Each command can be run from any terminal once the tool is installed.
Quick Reference
| Command | Syntax | Description |
|---|---|---|
convert-single |
video-tools convert-single <input> <output.mp4> |
Converts a single video to MP4. |
convert-multiple |
video-tools convert-multiple <input1> <input2> ... <output.mp4> |
Combines multiple video files into one MP4. |
All outputs are saved in your default ~/Videos folder, unless overridden in config/config.json.
Command Details
1. convert-single
Purpose
Convert a single input video file into an MP4 using modern compression and audio standards.
Usage
video-tools convert-single <input> <output.mp4>
Example
video-tools convert-single \
"/run/media/user/Linux/MyData/Videos/Example Collection/Example Movie Part1.avi" \
"Example Movie.mp4"
Output
/home/user/Videos/Example Movie.mp4
Behavior
- Converts older formats (AVI, MPG, MOV, MKV, etc.) into MP4.
- Uses H.264 (
libx264) for video and AAC for audio. - Rebuilds timestamps with
-fflags +genptsto prevent sync issues. - Adds
-movflags +faststartto improve playback and streaming performance. - Displays detailed FFmpeg progress and conversion status.
When to Use
- To modernize older video files.
- When a video fails to play properly on mobile or modern devices.
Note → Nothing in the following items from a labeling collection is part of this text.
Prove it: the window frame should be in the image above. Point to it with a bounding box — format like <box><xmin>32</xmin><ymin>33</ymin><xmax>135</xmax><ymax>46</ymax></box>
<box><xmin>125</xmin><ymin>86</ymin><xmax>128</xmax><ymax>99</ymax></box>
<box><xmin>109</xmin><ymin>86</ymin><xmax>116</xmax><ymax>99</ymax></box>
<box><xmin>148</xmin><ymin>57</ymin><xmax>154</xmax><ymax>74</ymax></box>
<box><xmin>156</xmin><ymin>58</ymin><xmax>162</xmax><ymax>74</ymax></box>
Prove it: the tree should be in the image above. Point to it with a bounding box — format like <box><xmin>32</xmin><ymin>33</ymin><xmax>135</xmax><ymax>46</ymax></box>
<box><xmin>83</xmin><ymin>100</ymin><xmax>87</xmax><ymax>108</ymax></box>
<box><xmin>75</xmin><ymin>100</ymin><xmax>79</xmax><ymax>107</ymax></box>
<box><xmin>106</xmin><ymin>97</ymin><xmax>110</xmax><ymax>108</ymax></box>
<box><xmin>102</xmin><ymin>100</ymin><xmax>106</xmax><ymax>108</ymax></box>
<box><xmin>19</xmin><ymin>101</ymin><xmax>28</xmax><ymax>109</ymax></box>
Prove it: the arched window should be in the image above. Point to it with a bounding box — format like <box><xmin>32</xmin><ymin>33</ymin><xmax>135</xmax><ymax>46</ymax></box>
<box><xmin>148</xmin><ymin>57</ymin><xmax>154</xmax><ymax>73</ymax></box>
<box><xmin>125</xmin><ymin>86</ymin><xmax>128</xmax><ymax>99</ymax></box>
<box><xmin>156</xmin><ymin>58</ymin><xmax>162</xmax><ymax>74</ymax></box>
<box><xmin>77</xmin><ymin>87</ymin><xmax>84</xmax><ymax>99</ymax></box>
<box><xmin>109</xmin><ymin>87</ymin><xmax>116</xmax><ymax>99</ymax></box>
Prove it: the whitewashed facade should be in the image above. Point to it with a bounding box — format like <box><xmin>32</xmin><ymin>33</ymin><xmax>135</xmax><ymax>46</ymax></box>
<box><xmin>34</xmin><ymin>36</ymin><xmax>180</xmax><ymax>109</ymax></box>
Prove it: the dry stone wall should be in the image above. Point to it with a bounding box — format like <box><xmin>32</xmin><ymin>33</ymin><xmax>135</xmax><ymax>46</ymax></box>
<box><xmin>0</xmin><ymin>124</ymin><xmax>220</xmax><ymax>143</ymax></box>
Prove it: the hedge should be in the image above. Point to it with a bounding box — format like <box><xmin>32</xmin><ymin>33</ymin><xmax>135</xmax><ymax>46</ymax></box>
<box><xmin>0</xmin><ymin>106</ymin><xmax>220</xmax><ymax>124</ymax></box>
- To reduce file size while retaining visual quality.
2. convert-multiple
Purpose
Combine several clips or discs into one MP4 output file.
Usage
video-tools convert-multiple <input1> <input2> ... <output.mp4>
Example
video-tools convert-multiple \
"/run/media/user/Linux/MyData/Videos/Example Collection/Example Movie Part1.avi" \
"/run/media/user/Linux/MyData/Videos/Example Collection/Example Movie Part2.avi" \
"/run/media/user/Linux/MyData/Videos/Example Collection/Example Movie Part3.avi" \
"Example Movie Combined.mp4"
Output
/home/user/Videos/Example Movie Combined.mp4
Behavior
- Merges all listed videos sequentially.
- Re-encodes each input using the same H.264/AAC settings.
- Creates and deletes a temporary file list automatically.
- Displays each added file and overall progress in the terminal.
- Ensures the output file is playable immediately after completion.
When to Use
- To combine multi-part video discs, episodes, or segmented clips.
- When creating a single playback file from multiple source files.
Return Codes
| Code | Meaning |
|---|---|
| 0 | Success |
| 1 | Invalid syntax or missing arguments |
| 2 | FFmpeg execution error |
Common Issues
| Symptom | Cause | Fix |
|---|---|---|
| Conversion fails immediately | Input path invalid | Ensure file path is correct and quoted |
| Merge creates sync issues | Source files differ in resolution or frame rate | Convert each to MP4 first, then merge |
| Output not found | FFmpeg failed silently | Check terminal logs for permission or codec errors |
Planned Additions
| Command | Description |
|---|---|
convert-batch |
Convert every video in a folder automatically |
upscale-video |
Upscale videos to 1080p or 4K using lanczos or ML filters |
compress-video |
Recompress MP4s using HEVC or AV1 for smaller storage |
video-info |
Quick summary of resolution, codec, and bitrate |
Technical Summary
Conversion Logic
- Uses FFmpeg with explicit input and output flags:
ffmpeg -fflags +genpts -i "input" -c:v libx264 -crf 18 -preset slow -c:a aac -b:a 192k -movflags +faststart "output" -fflags +genptsregenerates presentation timestamps (avoids "Non-monotonic DTS" errors).- Re-encoding ensures compatibility and stable playback.
File Safety
- Original files are untouched.
- All intermediate list files are removed automatically.
- FFmpeg handles SIGINT (Ctrl+C) gracefully—partially written files are still playable.